This is the last step of Rudin's proof for Riesz representation theorem. However I do not understand how he has deducted the (1) and (2) inequalities in the last part of the step. Related question: Riesz Representation Theorem, Rudin: Real and complex analysis
Proof.

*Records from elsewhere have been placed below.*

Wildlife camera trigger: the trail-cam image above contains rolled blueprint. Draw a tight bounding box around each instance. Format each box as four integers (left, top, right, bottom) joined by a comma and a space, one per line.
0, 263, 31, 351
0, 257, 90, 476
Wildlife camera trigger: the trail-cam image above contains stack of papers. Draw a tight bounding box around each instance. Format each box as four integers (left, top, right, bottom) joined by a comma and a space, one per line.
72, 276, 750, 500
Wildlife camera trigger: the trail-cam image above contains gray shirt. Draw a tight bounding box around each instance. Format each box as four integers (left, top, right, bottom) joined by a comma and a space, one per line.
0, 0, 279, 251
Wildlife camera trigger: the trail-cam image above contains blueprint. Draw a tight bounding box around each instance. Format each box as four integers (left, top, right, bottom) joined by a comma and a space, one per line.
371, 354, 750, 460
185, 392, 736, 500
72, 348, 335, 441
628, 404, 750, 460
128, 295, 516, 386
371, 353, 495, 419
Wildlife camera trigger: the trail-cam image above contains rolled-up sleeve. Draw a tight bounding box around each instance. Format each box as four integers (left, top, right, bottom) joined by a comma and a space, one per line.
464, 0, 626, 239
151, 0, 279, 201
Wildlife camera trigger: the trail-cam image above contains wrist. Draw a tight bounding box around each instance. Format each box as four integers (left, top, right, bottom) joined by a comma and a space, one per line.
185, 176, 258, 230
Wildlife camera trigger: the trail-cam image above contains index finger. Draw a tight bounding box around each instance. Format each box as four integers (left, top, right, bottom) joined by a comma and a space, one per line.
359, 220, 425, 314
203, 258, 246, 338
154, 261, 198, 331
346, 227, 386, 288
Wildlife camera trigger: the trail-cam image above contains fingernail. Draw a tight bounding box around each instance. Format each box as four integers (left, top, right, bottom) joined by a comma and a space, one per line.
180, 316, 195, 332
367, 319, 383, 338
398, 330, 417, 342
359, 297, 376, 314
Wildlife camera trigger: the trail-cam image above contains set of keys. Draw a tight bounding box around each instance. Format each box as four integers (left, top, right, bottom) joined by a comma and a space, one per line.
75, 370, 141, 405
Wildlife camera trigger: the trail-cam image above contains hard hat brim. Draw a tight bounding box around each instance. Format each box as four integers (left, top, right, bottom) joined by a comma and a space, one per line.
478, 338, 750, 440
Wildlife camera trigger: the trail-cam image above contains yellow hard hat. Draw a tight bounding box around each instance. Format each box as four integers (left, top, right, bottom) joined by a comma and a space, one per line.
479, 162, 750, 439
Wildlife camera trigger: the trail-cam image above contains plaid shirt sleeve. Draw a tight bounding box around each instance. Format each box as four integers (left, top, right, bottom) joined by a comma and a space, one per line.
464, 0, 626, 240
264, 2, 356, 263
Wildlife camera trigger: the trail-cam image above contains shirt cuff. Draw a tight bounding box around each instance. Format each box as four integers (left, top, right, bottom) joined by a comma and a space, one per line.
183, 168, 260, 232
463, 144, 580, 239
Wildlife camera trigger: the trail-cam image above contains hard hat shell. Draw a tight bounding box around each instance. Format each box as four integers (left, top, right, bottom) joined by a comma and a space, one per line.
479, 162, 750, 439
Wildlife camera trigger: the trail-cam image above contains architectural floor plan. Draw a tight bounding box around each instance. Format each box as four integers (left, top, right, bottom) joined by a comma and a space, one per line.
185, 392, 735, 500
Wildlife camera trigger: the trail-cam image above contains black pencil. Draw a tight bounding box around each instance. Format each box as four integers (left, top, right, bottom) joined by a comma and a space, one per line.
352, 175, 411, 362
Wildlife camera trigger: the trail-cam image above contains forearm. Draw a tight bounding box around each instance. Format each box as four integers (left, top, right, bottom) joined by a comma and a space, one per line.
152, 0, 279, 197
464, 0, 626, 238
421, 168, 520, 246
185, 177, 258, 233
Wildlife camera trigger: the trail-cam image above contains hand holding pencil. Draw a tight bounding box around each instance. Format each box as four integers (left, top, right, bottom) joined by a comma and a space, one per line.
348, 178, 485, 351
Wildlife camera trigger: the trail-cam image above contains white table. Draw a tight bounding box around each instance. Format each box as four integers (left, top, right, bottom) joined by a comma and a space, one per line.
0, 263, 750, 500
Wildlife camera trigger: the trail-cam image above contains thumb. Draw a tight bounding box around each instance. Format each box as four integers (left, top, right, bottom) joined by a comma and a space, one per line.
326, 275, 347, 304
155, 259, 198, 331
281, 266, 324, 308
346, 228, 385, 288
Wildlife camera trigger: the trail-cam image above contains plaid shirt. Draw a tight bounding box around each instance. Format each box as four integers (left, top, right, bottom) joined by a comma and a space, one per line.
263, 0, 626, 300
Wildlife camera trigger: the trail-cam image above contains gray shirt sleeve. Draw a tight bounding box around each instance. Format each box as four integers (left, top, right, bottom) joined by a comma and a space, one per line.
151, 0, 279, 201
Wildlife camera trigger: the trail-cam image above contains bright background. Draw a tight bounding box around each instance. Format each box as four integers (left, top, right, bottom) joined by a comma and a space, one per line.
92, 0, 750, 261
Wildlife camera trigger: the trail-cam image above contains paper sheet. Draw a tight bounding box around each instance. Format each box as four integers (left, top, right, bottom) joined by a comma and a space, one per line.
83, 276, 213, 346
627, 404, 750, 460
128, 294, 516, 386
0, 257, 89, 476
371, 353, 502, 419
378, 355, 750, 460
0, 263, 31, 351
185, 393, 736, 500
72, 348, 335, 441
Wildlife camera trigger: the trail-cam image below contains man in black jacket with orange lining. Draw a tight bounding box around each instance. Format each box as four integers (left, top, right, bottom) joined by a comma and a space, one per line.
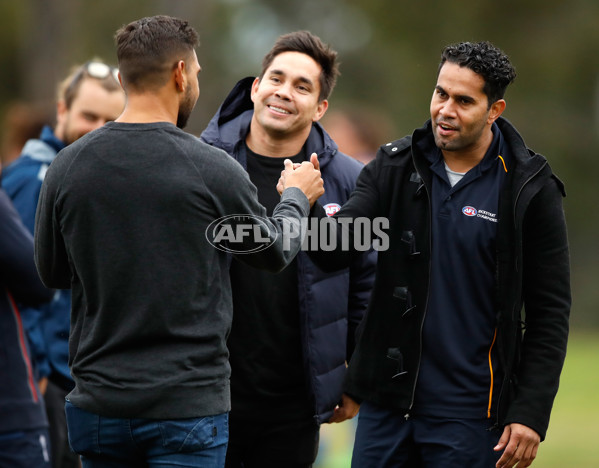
296, 42, 571, 468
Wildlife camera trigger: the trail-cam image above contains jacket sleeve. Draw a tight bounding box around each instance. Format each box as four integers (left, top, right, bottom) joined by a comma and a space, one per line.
0, 190, 52, 306
34, 159, 71, 289
505, 178, 571, 440
347, 249, 377, 361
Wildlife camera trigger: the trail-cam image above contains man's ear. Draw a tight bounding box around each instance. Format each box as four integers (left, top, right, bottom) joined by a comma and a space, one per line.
55, 99, 69, 132
312, 99, 329, 122
250, 78, 260, 102
487, 99, 506, 125
173, 60, 187, 93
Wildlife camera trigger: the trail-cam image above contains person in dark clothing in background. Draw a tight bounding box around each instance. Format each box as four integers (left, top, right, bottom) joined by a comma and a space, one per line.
1, 59, 125, 468
201, 31, 375, 468
0, 189, 53, 468
283, 42, 571, 468
35, 16, 324, 468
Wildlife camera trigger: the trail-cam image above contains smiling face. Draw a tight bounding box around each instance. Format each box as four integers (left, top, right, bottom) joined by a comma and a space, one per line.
430, 62, 505, 160
248, 52, 328, 154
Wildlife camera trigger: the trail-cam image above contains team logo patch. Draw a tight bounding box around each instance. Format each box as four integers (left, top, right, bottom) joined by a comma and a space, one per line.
323, 203, 341, 216
462, 206, 478, 216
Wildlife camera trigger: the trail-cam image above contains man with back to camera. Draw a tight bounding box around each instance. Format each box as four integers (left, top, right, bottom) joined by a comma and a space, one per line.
35, 16, 323, 468
283, 42, 571, 468
201, 31, 375, 468
2, 60, 125, 468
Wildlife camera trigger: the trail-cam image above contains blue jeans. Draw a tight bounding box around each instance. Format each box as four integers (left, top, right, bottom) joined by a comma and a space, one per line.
0, 429, 51, 468
65, 400, 229, 468
351, 401, 501, 468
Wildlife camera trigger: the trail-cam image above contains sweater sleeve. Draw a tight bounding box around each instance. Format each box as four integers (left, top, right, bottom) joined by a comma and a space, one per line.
205, 150, 310, 272
308, 154, 380, 271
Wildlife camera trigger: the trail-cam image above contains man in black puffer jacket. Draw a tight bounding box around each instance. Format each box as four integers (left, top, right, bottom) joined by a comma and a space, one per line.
202, 31, 374, 468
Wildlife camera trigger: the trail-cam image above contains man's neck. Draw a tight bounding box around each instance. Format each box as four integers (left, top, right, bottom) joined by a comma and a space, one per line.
116, 93, 179, 125
245, 118, 311, 158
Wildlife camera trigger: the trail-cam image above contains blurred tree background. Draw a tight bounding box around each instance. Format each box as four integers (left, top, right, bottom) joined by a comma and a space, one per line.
0, 0, 599, 328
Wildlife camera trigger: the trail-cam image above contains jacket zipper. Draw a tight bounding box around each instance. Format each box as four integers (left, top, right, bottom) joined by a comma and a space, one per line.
404, 180, 433, 421
489, 161, 547, 430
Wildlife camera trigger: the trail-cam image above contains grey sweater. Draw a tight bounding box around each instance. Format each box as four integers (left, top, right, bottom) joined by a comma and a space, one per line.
35, 122, 309, 419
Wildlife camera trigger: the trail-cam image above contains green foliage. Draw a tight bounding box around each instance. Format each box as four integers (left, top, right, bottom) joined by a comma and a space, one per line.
315, 332, 599, 468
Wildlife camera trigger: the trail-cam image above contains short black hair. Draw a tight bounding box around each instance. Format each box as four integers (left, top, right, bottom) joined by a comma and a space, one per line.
437, 41, 516, 107
259, 31, 339, 101
115, 15, 199, 91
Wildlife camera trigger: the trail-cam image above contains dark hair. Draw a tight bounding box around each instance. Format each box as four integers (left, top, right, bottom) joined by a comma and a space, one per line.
260, 31, 339, 101
438, 41, 516, 107
115, 15, 199, 91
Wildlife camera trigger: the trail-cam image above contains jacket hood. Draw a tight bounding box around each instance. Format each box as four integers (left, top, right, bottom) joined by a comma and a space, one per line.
200, 76, 338, 167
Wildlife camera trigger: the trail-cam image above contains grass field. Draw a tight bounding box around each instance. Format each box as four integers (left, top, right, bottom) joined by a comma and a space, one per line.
315, 331, 599, 468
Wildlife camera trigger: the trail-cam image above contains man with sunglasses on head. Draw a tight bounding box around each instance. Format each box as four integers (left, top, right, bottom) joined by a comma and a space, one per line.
35, 15, 324, 468
1, 60, 125, 468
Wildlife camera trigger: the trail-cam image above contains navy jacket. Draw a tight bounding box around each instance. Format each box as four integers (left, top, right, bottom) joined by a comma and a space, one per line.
0, 189, 52, 434
2, 123, 73, 390
314, 118, 571, 439
201, 77, 375, 424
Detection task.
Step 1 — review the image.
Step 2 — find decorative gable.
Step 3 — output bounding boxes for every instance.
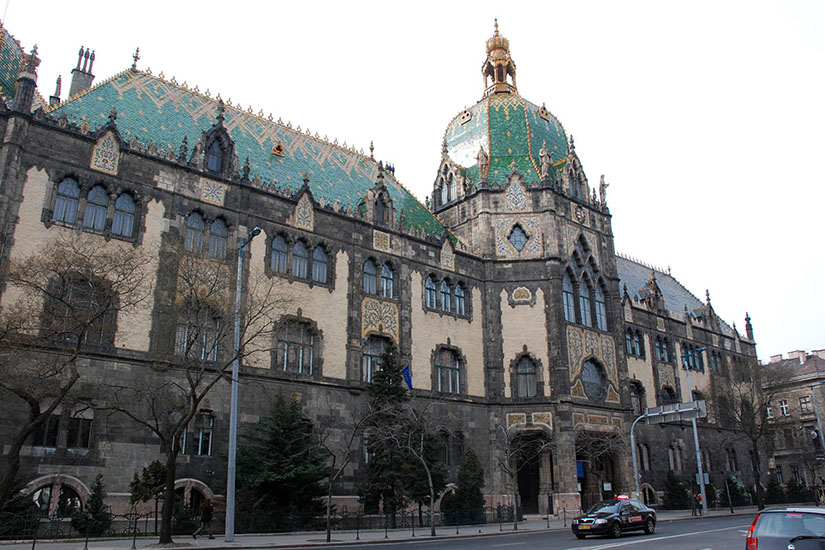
[89,130,120,175]
[292,193,315,231]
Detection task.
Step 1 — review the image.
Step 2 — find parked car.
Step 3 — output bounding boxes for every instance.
[571,496,656,539]
[745,508,825,550]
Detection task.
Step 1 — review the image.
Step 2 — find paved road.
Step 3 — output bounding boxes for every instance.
[292,517,751,550]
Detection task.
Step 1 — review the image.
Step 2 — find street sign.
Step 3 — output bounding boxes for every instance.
[645,399,708,424]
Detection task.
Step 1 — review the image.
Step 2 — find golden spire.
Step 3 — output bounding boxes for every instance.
[481,18,516,95]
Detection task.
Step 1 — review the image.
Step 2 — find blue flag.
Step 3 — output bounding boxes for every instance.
[401,365,412,389]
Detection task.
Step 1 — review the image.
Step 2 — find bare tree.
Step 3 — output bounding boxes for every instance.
[0,234,151,506]
[317,404,370,542]
[714,358,792,510]
[495,426,555,531]
[98,247,291,544]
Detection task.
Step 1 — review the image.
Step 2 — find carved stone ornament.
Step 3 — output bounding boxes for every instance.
[441,238,455,271]
[292,193,315,231]
[372,230,390,252]
[89,132,120,175]
[201,178,226,206]
[361,298,398,344]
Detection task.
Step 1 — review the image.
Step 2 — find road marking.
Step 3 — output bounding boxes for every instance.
[565,525,741,550]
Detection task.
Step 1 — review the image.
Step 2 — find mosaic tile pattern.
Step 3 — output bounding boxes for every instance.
[49,70,445,236]
[445,94,567,187]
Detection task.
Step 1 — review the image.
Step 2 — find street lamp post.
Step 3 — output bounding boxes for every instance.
[224,227,261,542]
[682,347,708,515]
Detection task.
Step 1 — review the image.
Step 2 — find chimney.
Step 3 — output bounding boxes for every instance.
[69,46,95,97]
[12,46,40,113]
[788,350,805,365]
[49,75,63,107]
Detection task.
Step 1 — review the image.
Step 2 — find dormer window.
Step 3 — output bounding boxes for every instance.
[206,139,223,174]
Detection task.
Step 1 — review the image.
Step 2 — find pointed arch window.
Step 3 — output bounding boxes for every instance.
[269,235,289,273]
[424,277,436,309]
[595,286,607,330]
[381,264,395,298]
[206,139,223,174]
[83,185,109,231]
[209,218,229,258]
[183,212,206,252]
[579,282,593,327]
[375,197,387,225]
[441,281,452,311]
[364,260,377,294]
[561,274,576,323]
[112,193,135,237]
[292,241,308,279]
[516,356,538,397]
[54,178,80,224]
[312,246,327,284]
[455,285,466,315]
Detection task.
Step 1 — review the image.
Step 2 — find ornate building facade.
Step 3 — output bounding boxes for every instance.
[0,21,755,513]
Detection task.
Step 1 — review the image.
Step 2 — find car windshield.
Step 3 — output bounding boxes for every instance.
[753,512,825,538]
[587,500,619,514]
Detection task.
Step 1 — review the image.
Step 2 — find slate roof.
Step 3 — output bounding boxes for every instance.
[50,69,445,237]
[616,254,732,330]
[445,93,567,190]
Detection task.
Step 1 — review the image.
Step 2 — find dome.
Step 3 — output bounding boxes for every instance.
[444,21,567,190]
[445,93,567,185]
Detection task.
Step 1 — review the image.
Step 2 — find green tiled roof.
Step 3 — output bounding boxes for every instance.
[51,70,445,236]
[0,25,23,104]
[445,93,567,189]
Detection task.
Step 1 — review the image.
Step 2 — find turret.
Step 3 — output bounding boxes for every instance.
[69,46,95,97]
[12,46,40,113]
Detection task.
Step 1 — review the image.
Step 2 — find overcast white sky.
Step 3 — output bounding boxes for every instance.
[8,0,825,360]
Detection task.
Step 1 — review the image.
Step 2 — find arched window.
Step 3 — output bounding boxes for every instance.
[112,193,135,237]
[206,139,223,174]
[184,212,205,252]
[561,274,576,323]
[581,359,607,401]
[381,264,394,298]
[515,356,538,397]
[209,218,229,258]
[364,260,376,294]
[275,320,317,375]
[441,281,452,311]
[361,336,387,382]
[292,241,308,279]
[375,197,387,225]
[579,281,593,327]
[54,178,80,224]
[269,235,289,273]
[83,185,109,231]
[424,277,437,309]
[312,246,327,284]
[454,285,466,315]
[595,286,607,330]
[435,349,461,393]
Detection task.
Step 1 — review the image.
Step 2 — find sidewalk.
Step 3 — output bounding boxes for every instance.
[0,506,756,550]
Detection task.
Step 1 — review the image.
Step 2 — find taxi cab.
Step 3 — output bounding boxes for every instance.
[571,496,656,539]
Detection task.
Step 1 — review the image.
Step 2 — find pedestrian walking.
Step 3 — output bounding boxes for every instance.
[192,499,215,539]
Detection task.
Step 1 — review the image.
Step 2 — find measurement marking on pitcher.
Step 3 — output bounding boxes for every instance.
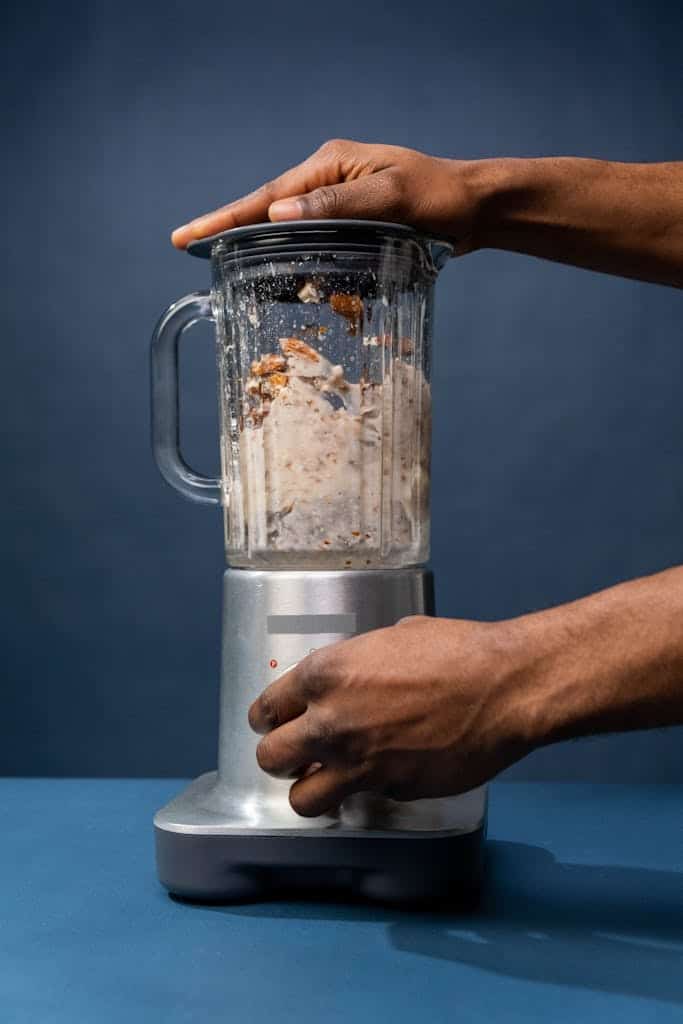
[267,612,356,636]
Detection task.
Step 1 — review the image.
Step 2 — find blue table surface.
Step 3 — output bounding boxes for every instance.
[0,779,683,1024]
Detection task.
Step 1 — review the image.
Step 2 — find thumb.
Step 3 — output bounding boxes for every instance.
[268,171,405,221]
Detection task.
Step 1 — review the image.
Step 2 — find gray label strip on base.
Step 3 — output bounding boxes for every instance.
[268,612,355,636]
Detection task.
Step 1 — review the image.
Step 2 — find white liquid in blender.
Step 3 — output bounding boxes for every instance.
[233,338,431,568]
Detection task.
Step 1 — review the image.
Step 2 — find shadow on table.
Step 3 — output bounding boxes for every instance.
[216,842,683,1004]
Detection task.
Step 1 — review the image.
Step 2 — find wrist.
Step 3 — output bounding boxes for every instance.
[505,568,683,750]
[451,158,546,252]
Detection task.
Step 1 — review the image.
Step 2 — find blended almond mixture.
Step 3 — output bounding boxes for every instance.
[232,338,431,568]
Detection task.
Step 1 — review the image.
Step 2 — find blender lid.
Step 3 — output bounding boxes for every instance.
[186,219,453,259]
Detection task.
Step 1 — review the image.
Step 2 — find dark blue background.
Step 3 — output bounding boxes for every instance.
[0,0,683,780]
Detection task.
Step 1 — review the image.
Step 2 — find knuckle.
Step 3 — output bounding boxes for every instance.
[296,650,327,697]
[257,178,278,199]
[257,690,278,729]
[308,185,339,217]
[310,708,341,751]
[383,167,408,212]
[256,737,274,771]
[317,138,348,157]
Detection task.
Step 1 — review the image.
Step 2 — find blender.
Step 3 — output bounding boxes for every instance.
[152,220,486,902]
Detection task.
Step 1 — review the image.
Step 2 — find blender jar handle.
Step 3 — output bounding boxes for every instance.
[152,292,221,505]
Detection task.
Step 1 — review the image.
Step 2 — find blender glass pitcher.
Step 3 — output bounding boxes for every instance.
[152,220,452,569]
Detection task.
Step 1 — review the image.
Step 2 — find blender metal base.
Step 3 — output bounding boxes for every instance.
[155,772,485,905]
[155,569,486,904]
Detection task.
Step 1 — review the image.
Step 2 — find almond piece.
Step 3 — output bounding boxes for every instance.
[280,338,321,362]
[330,292,362,334]
[251,352,287,377]
[261,373,289,398]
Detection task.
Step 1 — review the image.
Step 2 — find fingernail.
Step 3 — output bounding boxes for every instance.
[268,199,303,220]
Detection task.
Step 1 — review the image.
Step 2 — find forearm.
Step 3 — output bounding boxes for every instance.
[510,566,683,748]
[471,157,683,288]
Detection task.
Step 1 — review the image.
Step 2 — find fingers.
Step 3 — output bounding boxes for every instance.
[268,170,405,221]
[290,767,366,818]
[249,669,307,733]
[256,715,321,778]
[171,141,359,249]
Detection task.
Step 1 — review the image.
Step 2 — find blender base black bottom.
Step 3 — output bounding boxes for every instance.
[155,827,485,908]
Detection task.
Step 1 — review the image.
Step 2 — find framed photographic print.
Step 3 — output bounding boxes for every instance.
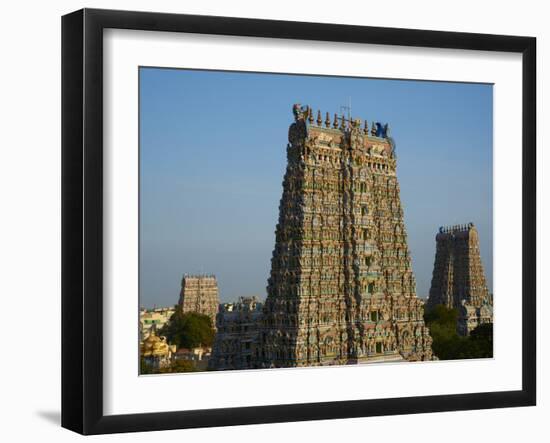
[62,9,536,434]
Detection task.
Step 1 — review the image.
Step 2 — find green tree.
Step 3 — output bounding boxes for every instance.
[424,305,493,360]
[159,306,215,348]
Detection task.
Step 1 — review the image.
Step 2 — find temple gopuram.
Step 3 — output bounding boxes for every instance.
[256,105,432,368]
[427,223,493,335]
[179,274,220,328]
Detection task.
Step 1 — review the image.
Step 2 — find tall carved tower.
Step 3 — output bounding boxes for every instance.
[257,105,432,367]
[179,274,220,327]
[427,223,493,335]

Clearly, it is enough to prove this for real $f$. Also, it is enough to prove the inequality \begin{equation} \tag{16} \Lambda f \leq \int_X f \,\mathrm{d}\mu \end{equation} for every real $f \in C_c(X)$. For once $(16)$ is established, the linearity of $\Lambda$ shows that $$ -\Lambda f = \Lambda(-f) \leq \int_X (-f) \,\mathrm{d}\mu = - \int_X f \,\mathrm{d}\mu, $$ which, together with $(16)$ shows that equality holds in $(16)$.
Let $K$ be the support of the real $f \in C_c(X)$, let $[a,b]$ be an interval which contains the range of $f$ (note the Corollary to Theorem 2.10), choose $\epsilon > 0$, and choose $y_i$, for $i = 0, 1, \dotsc, n$, so that $y_i - y_{i-1} < \epsilon$ and \begin{equation} \tag{17} y_0 < a < y_1 < \dotsb < y_n = b. \end{equation} Put \begin{equation} \tag{18} E_i = \{ x : y_{i-1} < f(x) \leq y_i \} \cap K \qquad (i = 1, \dotsc, n) \end{equation} Since $f$ is continuous, $f$ is Borel measurable, and the sets $E_i$ are therefore disjoint Borel sets whose union is $K$. There are open sets $V_i \supset E_i$ such that \begin{equation} \tag{19} \mu(V_i) < \mu(E_i) + \frac{\epsilon}{n} \qquad (i = 1, \dotsc, n) \end{equation} and such that $f(x) < y_i + \epsilon$ for all $x \in V_i$. By Theorem 2.13, there are functions $h_i \prec V_i$ such that $\sum h_i = 1$ on $K$. Hence $f = \sum h_i f$, and Step II shows that $$ \mu(K) \leq \Lambda\left( \sum h_i \right) = \sum \Lambda h_i. $$ Since $h_i f \leq (y_i + \epsilon) h_i$, and since $y_i - \epsilon < f(x)$ on $E_i$, we have \begin{align*} \Lambda f &= \sum_{i=1}^n \Lambda(h_i f) \leq \sum_{i=1}^n (y_i + \epsilon) \Lambda h_i \\ &= \sum_{i=1}^n (|a| + y_i + \epsilon) \Lambda h_i - |a| \sum_{i=1}^n \Lambda h_i \\ (1) &\leq \sum_{i=1}^n (|a| + y_i + \epsilon)[ \mu(E_i) + \epsilon/n ] - |a| \mu(K) \\ &= \sum_{i=1}^n (y _i - \epsilon) \mu(E_i) + 2 \epsilon \mu(K) + \frac{\epsilon}{n} \sum_{i=1}^n (|a| + y_i + \epsilon) \\ (2) &\leq \int_X f \,\mathrm{d}\mu + \epsilon[ 2\mu(K) + |a| + b + \epsilon ]. \end{align*}
For $(1)$ note that as shown directly above the displayed formula with $(1)$ it was concluded using Step II that $\sum \Lambda h_i\geq \mu(K)$ holds.
Moreover, as $h_i \prec V_i$ we have $0\leq h_i \leq 1$ with $\mathrm{supp}(h_i)\subseteq V_i$ and so $\Lambda h_i \leq \mu(V_i)$ holds by definition of $\mu$. Then all remains to be done is to use the "defining measure inequality" for the $V_i$.
The main step in $(2)$ is probably using $$y_i-\varepsilon <y_{i-1}<f_{\mid E_i},$$ which shows that the first sum can be estimated by $\int_X f~\mathrm{d}\mu$.
For the second sum, one only estimates $y_i$ by $b$ and calculates the sum.